One of the things that General Natonski noted was that Fallujah was known as the city of Mosques.  He commented that there were a few less Mosques at the end of the battle.  Why, when they were suppose to be off limits - - well, Insurgents used at least 47 mosques as fighting positions.  The tall minarets are perfect sniper or look out positions.  If Marines were taking fire from a Mosque, they took it out.

It was neat to listen to and get the chance to ask a General involved with the battle a question.  It was also a bit intimidating to be surrounded by a bunch of Marines who had been there.  It was almost like attending one of the first Combat Veterans of Fallujah Symposiums, like that of the Combat Veterans of Iwo Jima.

There was a smattering of wives at the event.  Total, about 100 people (that is all the museum can fit in the mess hall and theater at this time - - looking forward to that 400 seat theater in phase 2!)  So, yes, this was another event were there was a line to the men's room but not to the ladies' room.
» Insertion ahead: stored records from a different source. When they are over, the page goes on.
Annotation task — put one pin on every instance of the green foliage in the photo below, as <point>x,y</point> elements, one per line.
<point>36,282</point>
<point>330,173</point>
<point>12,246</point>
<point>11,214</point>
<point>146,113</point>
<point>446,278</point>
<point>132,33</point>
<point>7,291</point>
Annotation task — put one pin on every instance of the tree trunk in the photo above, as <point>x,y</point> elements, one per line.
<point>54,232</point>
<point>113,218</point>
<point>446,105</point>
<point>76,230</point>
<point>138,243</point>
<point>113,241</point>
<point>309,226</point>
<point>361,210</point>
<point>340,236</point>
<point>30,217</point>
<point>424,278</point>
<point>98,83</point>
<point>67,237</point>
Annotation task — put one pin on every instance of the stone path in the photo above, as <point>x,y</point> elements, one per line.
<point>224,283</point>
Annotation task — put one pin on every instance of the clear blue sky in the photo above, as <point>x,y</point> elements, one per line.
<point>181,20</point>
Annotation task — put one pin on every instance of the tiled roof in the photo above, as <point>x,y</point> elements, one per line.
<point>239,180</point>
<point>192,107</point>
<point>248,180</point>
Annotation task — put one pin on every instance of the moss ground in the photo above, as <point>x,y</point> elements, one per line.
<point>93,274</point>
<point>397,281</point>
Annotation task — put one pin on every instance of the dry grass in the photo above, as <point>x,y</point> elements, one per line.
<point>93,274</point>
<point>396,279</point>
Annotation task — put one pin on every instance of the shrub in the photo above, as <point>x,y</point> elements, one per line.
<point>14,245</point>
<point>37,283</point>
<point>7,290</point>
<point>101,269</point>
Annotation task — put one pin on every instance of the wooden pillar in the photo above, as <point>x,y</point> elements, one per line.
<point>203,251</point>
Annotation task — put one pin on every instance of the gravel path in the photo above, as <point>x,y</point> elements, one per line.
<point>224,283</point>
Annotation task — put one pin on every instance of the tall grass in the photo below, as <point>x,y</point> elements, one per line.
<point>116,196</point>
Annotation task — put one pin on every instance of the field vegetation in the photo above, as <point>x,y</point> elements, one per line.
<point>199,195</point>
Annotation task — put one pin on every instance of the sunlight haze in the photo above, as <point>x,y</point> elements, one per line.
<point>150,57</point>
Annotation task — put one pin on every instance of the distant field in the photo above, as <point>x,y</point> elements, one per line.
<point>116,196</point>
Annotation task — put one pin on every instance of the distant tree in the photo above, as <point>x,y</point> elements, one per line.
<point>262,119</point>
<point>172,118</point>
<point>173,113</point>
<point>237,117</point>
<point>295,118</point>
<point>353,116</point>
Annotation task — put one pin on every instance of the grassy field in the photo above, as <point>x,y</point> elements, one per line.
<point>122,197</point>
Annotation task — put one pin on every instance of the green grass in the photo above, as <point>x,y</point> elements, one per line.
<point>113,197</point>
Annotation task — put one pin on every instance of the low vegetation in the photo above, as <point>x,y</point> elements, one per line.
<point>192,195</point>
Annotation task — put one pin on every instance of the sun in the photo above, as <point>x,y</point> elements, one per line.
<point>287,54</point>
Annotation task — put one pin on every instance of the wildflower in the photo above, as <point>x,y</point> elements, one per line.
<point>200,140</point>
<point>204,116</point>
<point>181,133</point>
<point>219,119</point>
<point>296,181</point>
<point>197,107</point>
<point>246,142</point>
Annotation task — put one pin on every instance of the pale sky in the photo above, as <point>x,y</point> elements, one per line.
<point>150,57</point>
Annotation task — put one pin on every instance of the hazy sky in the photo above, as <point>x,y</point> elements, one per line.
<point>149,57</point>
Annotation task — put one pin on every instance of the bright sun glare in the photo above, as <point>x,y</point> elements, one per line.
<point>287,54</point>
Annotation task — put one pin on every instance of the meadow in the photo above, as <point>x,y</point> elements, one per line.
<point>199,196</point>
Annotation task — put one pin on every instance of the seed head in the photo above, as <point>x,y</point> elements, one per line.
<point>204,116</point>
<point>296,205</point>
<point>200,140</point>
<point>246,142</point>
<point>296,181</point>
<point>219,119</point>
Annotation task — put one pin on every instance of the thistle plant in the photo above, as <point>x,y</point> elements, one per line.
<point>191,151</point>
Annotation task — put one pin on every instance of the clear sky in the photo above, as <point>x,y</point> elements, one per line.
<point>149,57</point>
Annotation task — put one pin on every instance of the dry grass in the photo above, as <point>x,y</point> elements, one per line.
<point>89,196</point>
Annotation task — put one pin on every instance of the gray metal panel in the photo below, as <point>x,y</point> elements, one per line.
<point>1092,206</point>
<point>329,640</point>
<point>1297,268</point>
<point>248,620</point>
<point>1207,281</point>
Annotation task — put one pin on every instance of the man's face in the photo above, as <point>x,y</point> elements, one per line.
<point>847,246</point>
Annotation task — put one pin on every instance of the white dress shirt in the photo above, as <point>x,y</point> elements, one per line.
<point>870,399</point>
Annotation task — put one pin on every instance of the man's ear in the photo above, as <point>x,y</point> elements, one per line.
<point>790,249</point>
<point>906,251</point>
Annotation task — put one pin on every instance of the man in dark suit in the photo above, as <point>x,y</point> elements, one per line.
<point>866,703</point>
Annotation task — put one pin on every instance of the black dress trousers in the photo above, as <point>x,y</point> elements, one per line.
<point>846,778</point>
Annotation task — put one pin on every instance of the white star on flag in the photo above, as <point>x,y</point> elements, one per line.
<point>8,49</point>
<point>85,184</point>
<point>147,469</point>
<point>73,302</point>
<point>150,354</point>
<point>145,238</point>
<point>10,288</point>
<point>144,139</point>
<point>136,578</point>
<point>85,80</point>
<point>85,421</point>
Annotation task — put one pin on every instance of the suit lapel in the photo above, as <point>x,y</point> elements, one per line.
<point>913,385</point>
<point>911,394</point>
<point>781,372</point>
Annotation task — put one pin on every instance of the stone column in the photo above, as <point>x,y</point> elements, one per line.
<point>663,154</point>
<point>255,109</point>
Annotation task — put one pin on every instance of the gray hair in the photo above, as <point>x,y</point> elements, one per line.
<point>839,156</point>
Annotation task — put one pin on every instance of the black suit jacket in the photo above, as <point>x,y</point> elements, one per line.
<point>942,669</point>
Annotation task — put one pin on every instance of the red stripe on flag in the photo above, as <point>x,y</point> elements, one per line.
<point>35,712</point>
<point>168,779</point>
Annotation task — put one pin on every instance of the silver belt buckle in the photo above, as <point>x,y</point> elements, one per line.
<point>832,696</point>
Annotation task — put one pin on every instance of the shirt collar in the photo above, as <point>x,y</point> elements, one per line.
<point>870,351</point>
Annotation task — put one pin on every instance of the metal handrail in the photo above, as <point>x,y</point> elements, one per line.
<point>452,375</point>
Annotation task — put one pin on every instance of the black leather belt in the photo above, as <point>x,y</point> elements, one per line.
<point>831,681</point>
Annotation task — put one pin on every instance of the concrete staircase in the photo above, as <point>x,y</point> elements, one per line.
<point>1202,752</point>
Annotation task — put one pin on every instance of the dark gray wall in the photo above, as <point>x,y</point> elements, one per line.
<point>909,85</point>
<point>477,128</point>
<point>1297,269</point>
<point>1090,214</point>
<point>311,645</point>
I think it is a good thing for the spouses to come to these events.  I think for them, it is a good thing to gain a better understanding of what their spouses went through.  It is definitely more personal for them.  For me, I gained a much better understanding of the battle and picked up some more stories to tell on tours.

All in all, a great evening.  I would highly recommend attending one of these events at the museum.